Tout le monde en tout cas est d’accord sur le fait que c’est à la justice de tracer la ligne de démarcation. Dans le contexte de l’entraide fiscale et la loi du 31 mars 2010, un contribuable étranger qui a un compte au Luxembourg et faisant l’objet d’investigations fiscales dans son pays d’origine peut contester la demande d’entraide devant les juridictions administratives. Personne n’a encore osé le faire. Il faut un certain courage pour aller tester la justice, car les procédures devant le tribunal et la cour administrative sont publiques et les clients, qui avaient cherché au grand-duché la discrétion, sont tenus ici de se dévoiler, les audiences de ces juridictions étant publiques. « Il est possible de demander des audiences à huis clos », précise néanmoins Bernard Felten.
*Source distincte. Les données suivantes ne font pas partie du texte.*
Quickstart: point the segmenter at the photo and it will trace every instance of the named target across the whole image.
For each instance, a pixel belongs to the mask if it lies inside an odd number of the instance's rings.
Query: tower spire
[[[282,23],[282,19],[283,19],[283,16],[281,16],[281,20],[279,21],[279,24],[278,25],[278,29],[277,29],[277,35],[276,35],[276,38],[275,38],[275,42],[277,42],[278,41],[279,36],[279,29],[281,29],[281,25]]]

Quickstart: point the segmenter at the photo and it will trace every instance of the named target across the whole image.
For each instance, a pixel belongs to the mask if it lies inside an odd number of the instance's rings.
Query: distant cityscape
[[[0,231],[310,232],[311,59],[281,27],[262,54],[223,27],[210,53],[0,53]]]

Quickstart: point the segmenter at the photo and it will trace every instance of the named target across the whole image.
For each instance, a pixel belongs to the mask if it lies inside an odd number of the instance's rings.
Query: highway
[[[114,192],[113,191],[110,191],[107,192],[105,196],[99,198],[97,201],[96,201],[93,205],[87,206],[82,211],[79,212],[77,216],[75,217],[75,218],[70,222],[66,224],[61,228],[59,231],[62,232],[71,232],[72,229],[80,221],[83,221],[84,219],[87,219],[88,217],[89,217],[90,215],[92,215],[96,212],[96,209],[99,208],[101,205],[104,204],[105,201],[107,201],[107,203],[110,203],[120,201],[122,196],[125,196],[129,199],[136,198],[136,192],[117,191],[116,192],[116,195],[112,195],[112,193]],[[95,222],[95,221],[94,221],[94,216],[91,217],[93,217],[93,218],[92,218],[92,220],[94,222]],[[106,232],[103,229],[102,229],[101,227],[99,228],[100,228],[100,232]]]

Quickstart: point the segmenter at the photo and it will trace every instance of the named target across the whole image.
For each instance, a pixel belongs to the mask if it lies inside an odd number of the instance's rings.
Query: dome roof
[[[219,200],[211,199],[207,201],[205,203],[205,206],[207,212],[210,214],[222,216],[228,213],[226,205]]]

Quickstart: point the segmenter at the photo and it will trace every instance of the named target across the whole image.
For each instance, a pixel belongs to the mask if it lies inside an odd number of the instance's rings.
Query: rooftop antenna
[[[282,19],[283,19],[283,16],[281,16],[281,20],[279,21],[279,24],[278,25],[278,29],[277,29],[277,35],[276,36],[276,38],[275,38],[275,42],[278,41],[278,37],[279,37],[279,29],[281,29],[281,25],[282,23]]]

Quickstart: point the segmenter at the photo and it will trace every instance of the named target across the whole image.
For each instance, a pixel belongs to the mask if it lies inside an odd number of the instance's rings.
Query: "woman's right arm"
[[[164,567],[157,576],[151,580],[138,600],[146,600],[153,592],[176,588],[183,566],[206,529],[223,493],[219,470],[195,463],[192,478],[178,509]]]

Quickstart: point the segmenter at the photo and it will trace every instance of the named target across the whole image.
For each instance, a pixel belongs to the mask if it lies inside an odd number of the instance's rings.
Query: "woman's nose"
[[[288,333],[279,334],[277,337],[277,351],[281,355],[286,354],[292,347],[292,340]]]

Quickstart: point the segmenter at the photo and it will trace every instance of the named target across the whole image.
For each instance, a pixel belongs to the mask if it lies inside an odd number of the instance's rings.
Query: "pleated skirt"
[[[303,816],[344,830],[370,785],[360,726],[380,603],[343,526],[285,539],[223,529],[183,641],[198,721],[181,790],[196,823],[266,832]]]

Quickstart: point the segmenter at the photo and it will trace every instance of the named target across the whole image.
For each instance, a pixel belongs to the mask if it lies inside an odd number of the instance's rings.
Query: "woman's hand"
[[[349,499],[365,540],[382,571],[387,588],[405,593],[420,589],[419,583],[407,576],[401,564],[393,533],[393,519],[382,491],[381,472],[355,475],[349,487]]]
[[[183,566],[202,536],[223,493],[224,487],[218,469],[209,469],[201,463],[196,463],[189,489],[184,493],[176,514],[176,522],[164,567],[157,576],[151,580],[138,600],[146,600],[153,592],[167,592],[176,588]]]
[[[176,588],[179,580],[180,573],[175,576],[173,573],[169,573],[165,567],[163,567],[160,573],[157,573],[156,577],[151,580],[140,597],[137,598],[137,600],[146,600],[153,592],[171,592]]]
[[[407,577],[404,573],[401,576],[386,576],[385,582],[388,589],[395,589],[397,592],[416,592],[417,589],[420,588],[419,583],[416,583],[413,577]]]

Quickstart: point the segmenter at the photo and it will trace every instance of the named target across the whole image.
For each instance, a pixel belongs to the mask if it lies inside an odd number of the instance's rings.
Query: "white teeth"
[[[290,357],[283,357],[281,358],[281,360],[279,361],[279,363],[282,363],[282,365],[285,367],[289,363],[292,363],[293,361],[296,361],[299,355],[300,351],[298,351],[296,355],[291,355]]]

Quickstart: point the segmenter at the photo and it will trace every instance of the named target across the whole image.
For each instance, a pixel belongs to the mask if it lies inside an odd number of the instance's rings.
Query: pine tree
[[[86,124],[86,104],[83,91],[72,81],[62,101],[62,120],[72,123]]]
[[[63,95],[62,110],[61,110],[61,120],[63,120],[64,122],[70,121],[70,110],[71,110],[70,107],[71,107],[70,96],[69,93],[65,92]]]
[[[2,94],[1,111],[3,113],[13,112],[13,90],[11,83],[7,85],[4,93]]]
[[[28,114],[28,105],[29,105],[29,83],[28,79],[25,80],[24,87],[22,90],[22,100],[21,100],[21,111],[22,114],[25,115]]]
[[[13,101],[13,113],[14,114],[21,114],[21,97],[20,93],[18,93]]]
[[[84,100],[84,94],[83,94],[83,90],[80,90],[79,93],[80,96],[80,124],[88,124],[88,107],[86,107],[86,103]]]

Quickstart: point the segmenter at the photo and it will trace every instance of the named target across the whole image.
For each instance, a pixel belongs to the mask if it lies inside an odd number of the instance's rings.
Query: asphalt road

L’affaire HSBC-Trinkaus n’embarrasse pas seulement les Luxembour[-]geois. Comme pour apaiser d’avance les tensions diplomatiques qui naîtront forcément entre son pays et le Luxembourg, le ministre allemand des Finances, Wolfgang Schäuble, a rappelé la gêne que lui posait personnellement l’exploitation de fichiers volés et achetés par les administrations fiscales. On peut, comme lui, s’inquiéter des dérives possibles de tels procédés dans des États de droit. Et se demander jusqu’où iront ces incursions des administrations et si, en payant des listes, les autorités, de manière plutôt contradictoire, ne vont pas inciter des employés à commettre des délits, comme le vol de fichier bancaire, et en faire leurs aides de camp dans la lutte contre la fraude fiscale.